Petition to save piece of Auckland history not enough

September 25, 2015

Petition to save piece of Auckland history not enough

New Zealanders as well as Australians have voiced their connection to this iconic exhibition. Photo: Courtesy George Hawkins’s petition on change.org

The curtains are set to close on a popular exhibition in Auckland Museum this weekend despite strong opposition.

Over 5000 people have put their support behind a last-minute bid to keep the Centennial Street exhibit also known as Auckland 1866.

Auckland teacher George Hawkins organised a petition on change.org to save the exhibition which was built in 1966 in conjunction with a centenary celebrated by then leading department store Milne and Choyce.

“Something needed to be done,” said Mr Hawkins. “This decision was very last minute and the public needs to be consulted.

“It’s a connection to Auckland’s history that you can interact with.”

Mr Hawkins is due to give the petition, which had been signed by 5001 people this afternoon, to the Auckland Museum tomorrow afternoon.

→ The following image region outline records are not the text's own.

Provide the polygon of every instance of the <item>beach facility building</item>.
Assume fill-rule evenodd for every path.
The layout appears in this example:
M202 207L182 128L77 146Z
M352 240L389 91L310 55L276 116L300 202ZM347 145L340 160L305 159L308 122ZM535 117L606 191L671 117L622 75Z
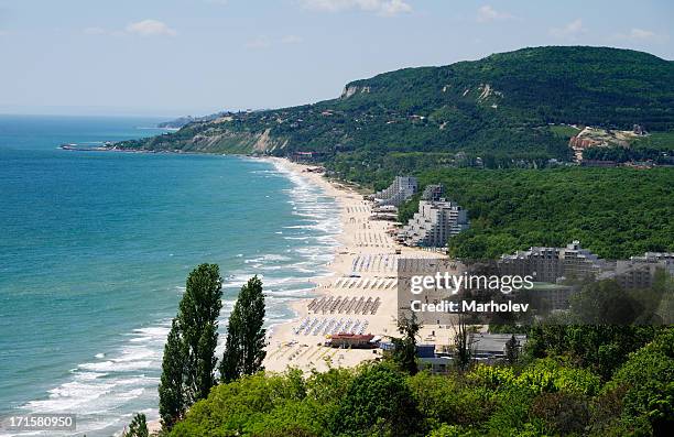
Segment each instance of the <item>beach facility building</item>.
M428 185L418 203L418 212L401 229L398 240L410 247L443 248L450 237L469 228L468 214L442 197L442 185Z
M416 194L418 183L413 176L395 176L393 183L381 192L374 194L374 204L379 207L392 205L401 206L405 200Z

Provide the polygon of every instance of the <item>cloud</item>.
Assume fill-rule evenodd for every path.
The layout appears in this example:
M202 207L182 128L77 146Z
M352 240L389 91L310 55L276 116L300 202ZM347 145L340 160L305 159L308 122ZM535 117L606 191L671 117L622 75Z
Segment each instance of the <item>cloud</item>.
M258 36L246 43L248 48L269 48L271 47L271 41L267 36Z
M632 40L651 40L655 37L655 32L644 31L643 29L632 29L630 31L630 39Z
M645 43L645 42L654 42L654 43L664 43L667 42L670 35L660 34L653 31L649 31L645 29L632 28L628 33L616 33L612 35L611 40L613 41L629 41L633 43Z
M490 7L489 4L485 4L483 7L478 8L477 21L478 23L489 23L491 21L502 21L502 20L512 20L514 15L508 12L500 12Z
M304 41L304 40L302 40L302 37L301 37L301 36L297 36L297 35L285 35L285 36L283 36L283 37L281 39L281 42L282 42L283 44L298 44L298 43L301 43L302 41Z
M86 35L102 35L106 33L106 30L102 28L86 28L83 32Z
M134 33L142 36L168 35L175 36L177 32L157 20L143 20L137 23L131 23L127 26L128 33Z
M563 28L553 28L550 34L564 40L575 40L579 34L585 33L583 20L576 19Z
M359 10L380 15L398 15L412 12L412 6L404 0L300 0L306 9L325 12Z

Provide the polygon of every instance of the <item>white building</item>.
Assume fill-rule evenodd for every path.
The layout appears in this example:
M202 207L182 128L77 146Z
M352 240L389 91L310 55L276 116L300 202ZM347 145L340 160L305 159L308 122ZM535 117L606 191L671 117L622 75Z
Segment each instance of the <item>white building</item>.
M374 203L377 206L392 205L398 207L412 197L417 188L416 177L396 176L388 188L374 194Z
M468 215L460 206L444 198L437 201L420 200L418 212L398 237L406 245L444 248L449 237L468 228Z

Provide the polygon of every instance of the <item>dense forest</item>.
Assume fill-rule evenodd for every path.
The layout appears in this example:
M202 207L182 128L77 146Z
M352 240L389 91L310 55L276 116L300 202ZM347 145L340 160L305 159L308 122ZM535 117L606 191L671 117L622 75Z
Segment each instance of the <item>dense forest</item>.
M171 436L665 436L674 330L535 328L514 362L414 375L393 361L214 387Z
M607 259L674 251L670 168L453 168L423 172L420 183L442 183L446 197L468 209L470 229L449 241L459 258L493 259L573 240ZM401 208L402 221L417 203Z

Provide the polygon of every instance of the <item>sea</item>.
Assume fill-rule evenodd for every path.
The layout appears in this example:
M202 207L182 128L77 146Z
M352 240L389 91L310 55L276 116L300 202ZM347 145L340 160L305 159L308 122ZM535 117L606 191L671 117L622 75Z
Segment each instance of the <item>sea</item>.
M0 420L75 414L76 433L33 435L111 436L134 413L155 419L195 266L220 266L220 342L252 275L273 330L328 273L335 200L271 162L57 149L161 134L159 121L0 116Z

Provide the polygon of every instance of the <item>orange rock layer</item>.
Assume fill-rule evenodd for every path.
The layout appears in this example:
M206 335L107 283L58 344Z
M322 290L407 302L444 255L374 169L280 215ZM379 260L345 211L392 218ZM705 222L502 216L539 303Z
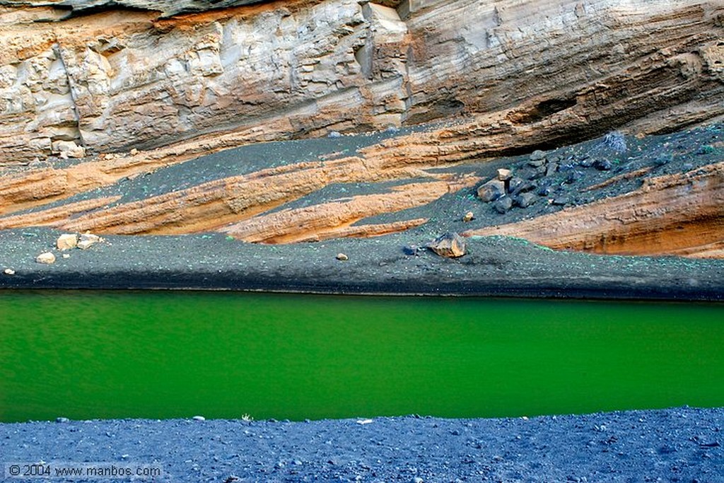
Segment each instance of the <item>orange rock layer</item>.
M724 162L651 178L636 191L471 235L525 238L554 249L724 258Z

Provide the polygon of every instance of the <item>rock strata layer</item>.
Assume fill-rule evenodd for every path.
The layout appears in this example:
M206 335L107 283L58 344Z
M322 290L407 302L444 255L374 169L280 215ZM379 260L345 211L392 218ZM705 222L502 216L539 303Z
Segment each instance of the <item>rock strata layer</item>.
M552 248L724 258L724 163L644 180L639 190L468 236L525 238Z
M230 0L171 18L155 10L211 4L2 3L5 162L61 143L208 151L460 116L483 117L457 142L510 132L514 150L530 129L546 128L544 146L724 114L718 2Z

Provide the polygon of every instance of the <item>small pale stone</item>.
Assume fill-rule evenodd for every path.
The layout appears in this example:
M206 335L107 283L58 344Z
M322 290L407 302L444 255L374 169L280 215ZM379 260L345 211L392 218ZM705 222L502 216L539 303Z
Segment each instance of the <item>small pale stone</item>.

“It is last minute because the last day of the display is Sunday, but we need to let [the Museum] know the public’s opinion and it would be good for there to be public consultation.”

The Auckland Museum has acknowledged the petition, but says the exhibition is still due to close this weekend.

“The reality is that after 48 years, the east gallery in which the exhibition is housed is in need of some much overdue upkeep and restoration,” said an Auckland Museum spokeswoman in a statement provided to Te Waha Nui.

“Taking the feedback into account, and understanding the huge public support for 'stories of Auckland', we’ll be prioritising this in our planning for new and refreshed galleries.”

The petition has support from around New Zealand and Australia, with people voicing their connection with the exhibition.

Heather Neill, from Taranaki, posted on the change.org site about its multi-generational appeal.

“Don't remove our heritage! I loved Centennial Street when I was a child, my children loved it and I have started taking my grandsons to it!”

Kiri Sheldon, who is based in Australia, posted: “It's an important part of the museum, and digital is everywhere already. Centennial Street is a valuable way to share part of our history.”

Tim Bray, from Auckland, also voiced his support. “I'm 51 and still vividly remember loving Centennial Street as a child. I believe that sometimes places like Centennial Street are more exciting places than the digital realm.”